Sono stato testimone della forza di questa personalità  nell’agosto del 1990 nel corso di una Conferenza dell'Aspen Institute, ad Aspen in Colorado. La conferenza fu aperta dal Presidente degli Stati Uniti, George Bush, e chiusa da un discorso della  Thatcher. Saddam Hussein aveva invaso in quei giorni il Kuwait e non si parlava di altro. Nel discorso introduttivo, Bush espresse la contrarietà degli Stati Uniti per l’azione di Saddam, ma in termini tali che non sembravano preludere ad una risposta militare.

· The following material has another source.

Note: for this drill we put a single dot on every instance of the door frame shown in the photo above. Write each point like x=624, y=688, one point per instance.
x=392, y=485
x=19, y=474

Poi arrivò la Thatcher; vi furono dei colloqui con Bush e alla fine la Tatcher pronunciò il discorso conclusivo: descrisse Saddam come un nuovo Hitler e l'arrendevolezza sul Kuwait come una nuova Monaco: gli astanti capirono che l'America aveva superato le perlessità ed era pronta a partire con la preparazione dell’azione militare. Erano buoni gli argomenti? È difficile dirlo: ma è certo che la Thatcher occupava la scena con una forza ed una energia che sprigionavano da ogni particolare del suo modo di essere. Ed è questo il segreto della leadership.